Cloudflare is running a firewall in thousands of nodes in over 100 data centers. As requests are proxied through Cloudflare to the devices, Cloudflare inspects the request and checks them against a list of known attack requests. Orbit customers can additionally create custom rules to detect and filter traffic based on any traffic pattern. When rules are added, they take less than 30 seconds to propagate to all data centers, and then will protect traffic to all devices.


I don't think so. You're describing a WAF for IOT devices. Their WAF is for websites. Websites are accessed using a domain. You point your DNS at CF and that gets them to filter all traffic.

In IoT, attackers use things like Shodan or their own scans to find targets and then target based on target IP, directly. So CF don't have the opportunity to inject themselves in between attacker and victim.

Unless they're cutting deals with ISPs to transparently proxy traffic.

But the whole point here is we're left guessing. The announcement is a drawing of an IoT device with a Cloudflare ring around it. I guess I'm just a bit curious what that ring actually is. Besides a press release.


IoT software developer here. I just came out of a meeting regarding future cloud infrastructure for our devices (we have a simple poll-and-pull setup for updates now, but want do address devices from outside the home network).

I have no clue what CloudFlare is offering with this announcement.

Can a CF person please explain?


I don't buy their notion that IoT security is drastically different from PC security. Every IoT botnet incident I have heard of would have been avoided by placing the devices behind a non-fancy firewall that drops incoming traffic from the public Internet.


Why is "IoT" even a separate thing?
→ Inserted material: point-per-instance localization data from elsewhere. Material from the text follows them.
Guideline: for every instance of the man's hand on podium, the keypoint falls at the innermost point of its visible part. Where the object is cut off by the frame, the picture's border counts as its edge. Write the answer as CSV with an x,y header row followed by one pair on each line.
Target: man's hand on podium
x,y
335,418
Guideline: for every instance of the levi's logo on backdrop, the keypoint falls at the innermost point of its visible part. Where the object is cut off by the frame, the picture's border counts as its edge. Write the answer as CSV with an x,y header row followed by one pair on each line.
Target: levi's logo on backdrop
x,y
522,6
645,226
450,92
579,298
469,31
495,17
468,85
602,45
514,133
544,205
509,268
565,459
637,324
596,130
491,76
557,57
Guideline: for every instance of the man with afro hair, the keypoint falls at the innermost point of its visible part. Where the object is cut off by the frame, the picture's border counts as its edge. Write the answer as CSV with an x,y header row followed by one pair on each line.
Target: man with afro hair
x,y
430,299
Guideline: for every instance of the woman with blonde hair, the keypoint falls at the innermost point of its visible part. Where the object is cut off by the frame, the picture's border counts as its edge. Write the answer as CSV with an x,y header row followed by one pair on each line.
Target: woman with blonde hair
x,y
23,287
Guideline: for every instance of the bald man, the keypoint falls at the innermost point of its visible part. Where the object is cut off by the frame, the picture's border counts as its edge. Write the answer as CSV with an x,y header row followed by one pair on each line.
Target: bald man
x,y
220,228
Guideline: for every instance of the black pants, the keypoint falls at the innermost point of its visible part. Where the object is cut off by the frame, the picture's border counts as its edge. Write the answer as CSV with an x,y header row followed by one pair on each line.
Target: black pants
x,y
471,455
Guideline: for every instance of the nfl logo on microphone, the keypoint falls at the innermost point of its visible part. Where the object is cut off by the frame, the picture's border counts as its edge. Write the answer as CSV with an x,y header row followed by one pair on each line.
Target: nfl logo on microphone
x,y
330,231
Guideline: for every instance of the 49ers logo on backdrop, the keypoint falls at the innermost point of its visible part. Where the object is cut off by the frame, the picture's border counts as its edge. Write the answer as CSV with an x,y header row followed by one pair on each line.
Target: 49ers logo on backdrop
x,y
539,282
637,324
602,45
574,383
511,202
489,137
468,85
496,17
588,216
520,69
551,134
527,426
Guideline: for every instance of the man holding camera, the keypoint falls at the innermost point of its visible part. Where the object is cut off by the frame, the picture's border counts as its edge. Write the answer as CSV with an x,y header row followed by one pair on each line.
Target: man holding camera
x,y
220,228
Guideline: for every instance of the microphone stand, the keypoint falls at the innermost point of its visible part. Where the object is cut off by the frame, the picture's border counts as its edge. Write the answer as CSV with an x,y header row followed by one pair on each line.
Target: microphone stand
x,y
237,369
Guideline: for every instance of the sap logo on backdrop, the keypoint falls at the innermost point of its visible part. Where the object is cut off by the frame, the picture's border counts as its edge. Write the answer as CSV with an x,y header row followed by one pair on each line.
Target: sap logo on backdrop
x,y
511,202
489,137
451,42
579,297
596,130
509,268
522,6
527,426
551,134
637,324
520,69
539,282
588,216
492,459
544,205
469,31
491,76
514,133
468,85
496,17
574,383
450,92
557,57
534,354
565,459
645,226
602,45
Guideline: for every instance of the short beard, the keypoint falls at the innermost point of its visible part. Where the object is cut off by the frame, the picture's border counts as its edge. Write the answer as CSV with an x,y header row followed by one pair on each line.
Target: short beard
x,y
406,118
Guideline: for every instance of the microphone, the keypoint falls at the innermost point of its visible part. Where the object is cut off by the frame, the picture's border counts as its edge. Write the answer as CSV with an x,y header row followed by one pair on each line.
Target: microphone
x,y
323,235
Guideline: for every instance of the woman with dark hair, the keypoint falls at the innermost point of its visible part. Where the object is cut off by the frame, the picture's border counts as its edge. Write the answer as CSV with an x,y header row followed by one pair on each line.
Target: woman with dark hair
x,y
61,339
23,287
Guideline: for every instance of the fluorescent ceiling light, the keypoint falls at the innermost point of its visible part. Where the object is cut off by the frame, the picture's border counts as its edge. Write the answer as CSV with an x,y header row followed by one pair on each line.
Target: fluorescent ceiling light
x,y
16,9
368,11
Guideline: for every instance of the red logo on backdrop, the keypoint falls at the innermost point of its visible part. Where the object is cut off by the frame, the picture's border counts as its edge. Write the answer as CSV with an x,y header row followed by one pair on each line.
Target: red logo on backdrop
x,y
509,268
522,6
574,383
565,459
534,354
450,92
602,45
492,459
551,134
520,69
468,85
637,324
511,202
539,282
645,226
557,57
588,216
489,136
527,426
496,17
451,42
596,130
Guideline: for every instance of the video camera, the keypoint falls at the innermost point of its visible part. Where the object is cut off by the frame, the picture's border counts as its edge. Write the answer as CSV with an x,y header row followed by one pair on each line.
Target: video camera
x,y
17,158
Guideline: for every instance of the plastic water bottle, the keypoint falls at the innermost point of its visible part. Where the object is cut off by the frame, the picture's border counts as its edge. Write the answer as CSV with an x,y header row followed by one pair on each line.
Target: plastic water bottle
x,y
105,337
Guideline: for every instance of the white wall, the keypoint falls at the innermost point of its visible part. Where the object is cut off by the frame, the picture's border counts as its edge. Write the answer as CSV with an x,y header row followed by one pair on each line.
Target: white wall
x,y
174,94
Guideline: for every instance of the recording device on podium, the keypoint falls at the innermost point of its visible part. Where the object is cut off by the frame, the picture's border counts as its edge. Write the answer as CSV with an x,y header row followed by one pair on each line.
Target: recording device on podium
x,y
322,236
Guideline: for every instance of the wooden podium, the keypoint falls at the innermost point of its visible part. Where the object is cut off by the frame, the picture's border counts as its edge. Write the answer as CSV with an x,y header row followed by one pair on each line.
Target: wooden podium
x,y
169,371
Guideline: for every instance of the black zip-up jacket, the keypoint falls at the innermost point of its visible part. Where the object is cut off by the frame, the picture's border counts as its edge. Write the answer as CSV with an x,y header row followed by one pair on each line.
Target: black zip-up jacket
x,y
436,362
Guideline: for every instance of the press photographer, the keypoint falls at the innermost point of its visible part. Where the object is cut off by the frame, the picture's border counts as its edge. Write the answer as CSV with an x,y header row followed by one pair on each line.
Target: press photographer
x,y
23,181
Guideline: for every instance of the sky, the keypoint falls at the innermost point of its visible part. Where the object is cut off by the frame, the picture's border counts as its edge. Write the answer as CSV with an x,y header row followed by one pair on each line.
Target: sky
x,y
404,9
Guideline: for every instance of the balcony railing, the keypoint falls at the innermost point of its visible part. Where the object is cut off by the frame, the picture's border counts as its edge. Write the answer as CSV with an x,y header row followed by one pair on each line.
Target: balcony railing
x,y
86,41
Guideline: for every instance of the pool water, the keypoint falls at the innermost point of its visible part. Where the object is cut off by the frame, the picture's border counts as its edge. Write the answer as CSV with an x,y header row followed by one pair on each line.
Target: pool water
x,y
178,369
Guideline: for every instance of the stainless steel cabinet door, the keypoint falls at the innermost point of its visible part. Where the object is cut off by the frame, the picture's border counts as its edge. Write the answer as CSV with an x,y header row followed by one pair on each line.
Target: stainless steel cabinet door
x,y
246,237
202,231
What is fundamentally different about small computers vs large computers when it comes to getting them on the Internet?


Small computers are built by companies that used to make light bulbs and toasters and other hardware that you sell and forget about. They try to do the same with software that is connected to the net.


IoT security is different insofar as its hard to update the current generation of IoT devices.
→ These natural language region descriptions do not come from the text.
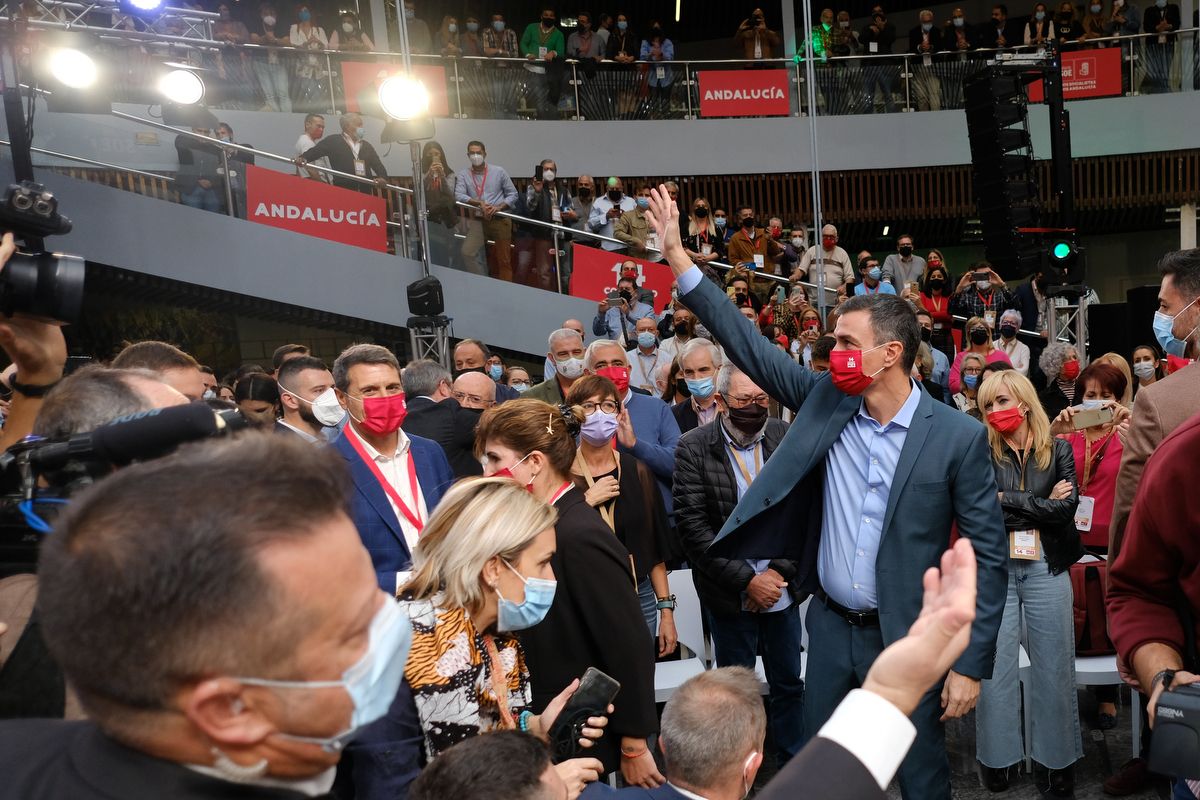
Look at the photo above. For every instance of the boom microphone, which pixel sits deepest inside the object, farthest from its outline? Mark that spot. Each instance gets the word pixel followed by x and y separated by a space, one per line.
pixel 147 434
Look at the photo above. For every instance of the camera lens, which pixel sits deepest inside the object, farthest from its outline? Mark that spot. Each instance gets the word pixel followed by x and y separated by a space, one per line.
pixel 47 284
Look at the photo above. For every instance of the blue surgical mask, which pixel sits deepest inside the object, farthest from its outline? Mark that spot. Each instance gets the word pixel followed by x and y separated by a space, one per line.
pixel 701 388
pixel 1164 331
pixel 520 617
pixel 371 681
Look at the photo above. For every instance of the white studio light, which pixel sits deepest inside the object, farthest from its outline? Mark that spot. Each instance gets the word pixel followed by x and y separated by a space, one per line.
pixel 73 68
pixel 181 86
pixel 403 97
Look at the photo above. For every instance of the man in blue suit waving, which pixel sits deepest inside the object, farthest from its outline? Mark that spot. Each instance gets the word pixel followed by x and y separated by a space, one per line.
pixel 397 479
pixel 862 492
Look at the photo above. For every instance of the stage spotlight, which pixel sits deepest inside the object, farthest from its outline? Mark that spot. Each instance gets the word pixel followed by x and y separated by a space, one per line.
pixel 403 97
pixel 73 68
pixel 181 86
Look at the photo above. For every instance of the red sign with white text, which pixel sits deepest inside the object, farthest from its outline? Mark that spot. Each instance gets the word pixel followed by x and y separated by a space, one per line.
pixel 360 89
pixel 594 274
pixel 316 209
pixel 744 92
pixel 1086 73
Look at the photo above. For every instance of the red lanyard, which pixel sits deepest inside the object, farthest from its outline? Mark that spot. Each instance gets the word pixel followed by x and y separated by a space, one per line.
pixel 479 186
pixel 412 515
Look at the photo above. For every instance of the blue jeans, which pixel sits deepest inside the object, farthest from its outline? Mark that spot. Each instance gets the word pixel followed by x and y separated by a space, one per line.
pixel 201 198
pixel 737 639
pixel 1047 603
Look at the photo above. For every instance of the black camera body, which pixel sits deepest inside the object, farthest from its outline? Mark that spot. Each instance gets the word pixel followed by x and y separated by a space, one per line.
pixel 1175 749
pixel 47 286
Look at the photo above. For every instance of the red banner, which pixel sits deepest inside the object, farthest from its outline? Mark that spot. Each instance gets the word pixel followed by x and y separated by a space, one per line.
pixel 360 85
pixel 317 209
pixel 1086 73
pixel 744 92
pixel 594 274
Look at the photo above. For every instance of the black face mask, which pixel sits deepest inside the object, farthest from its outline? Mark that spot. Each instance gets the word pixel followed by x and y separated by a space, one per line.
pixel 748 420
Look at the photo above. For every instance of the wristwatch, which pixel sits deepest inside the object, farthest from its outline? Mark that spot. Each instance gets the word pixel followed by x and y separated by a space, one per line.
pixel 1165 677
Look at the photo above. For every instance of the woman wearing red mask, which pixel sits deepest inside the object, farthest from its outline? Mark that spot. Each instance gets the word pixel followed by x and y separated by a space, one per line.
pixel 1060 364
pixel 1036 477
pixel 592 621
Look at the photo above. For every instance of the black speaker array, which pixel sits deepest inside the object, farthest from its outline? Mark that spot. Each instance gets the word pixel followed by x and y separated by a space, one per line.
pixel 1002 160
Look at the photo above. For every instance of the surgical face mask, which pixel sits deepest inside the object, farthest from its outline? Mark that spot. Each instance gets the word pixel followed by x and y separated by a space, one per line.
pixel 1164 331
pixel 1144 370
pixel 519 617
pixel 371 681
pixel 569 368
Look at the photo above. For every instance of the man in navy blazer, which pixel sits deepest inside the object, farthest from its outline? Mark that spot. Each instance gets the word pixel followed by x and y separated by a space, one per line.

True, but your insecure ssh/telnet daemons can't get Internet-exploited if they aren't directly facing the Internet.


I don't quite get how cloudflare do authentication. Is it just a diffie-hellman key exchange? And CF to generate millions of public-private key pairs like the good old CAs? What happens to devices with extremely limited storage space and computing power? One needs to use something like NaCl for key exchange and encryption afterall right? Can someone shed some light on this area? thanks!


So a 0day goes through this reactive-only security product, promptly reconfigures the device to bypass Cloudflare, ???, profit/DDoS.

One way to secure IoT from DDoS etc is that is relatively painless for manufactures and more importantly actually effective, would be to adopt the best of what already works on mobile:

Hypervisor/Microkernel that offers network driver that can enforce any network rules for user-supplied payload that does everything else. Basically have a trusted base that can handle security & brick-safe updates.

See: https://en.wikipedia.org/wiki/Open_Kernel_Labs (no affiliation)


Ehhh I'm still not entirely clear on what exactly this product is. Is it a VPN that all the IoT devices connect to?

If so, are they powerful enough to now connect to VPNs and encrypt all their traffic in an efficient manner?


how do the devices connect to the Cloudflare network? IPsec/GRE? TLS VPN? other?


Homeowner: There's a hole in my house where the back door should be.

Builder: Just hire security guards until you sell the house.


No, the builder would hire the security guards and pay for them in this situation.


For every house in the city?

But my point was that the builder should just build houses without any holes (pun intended) in them in the first place.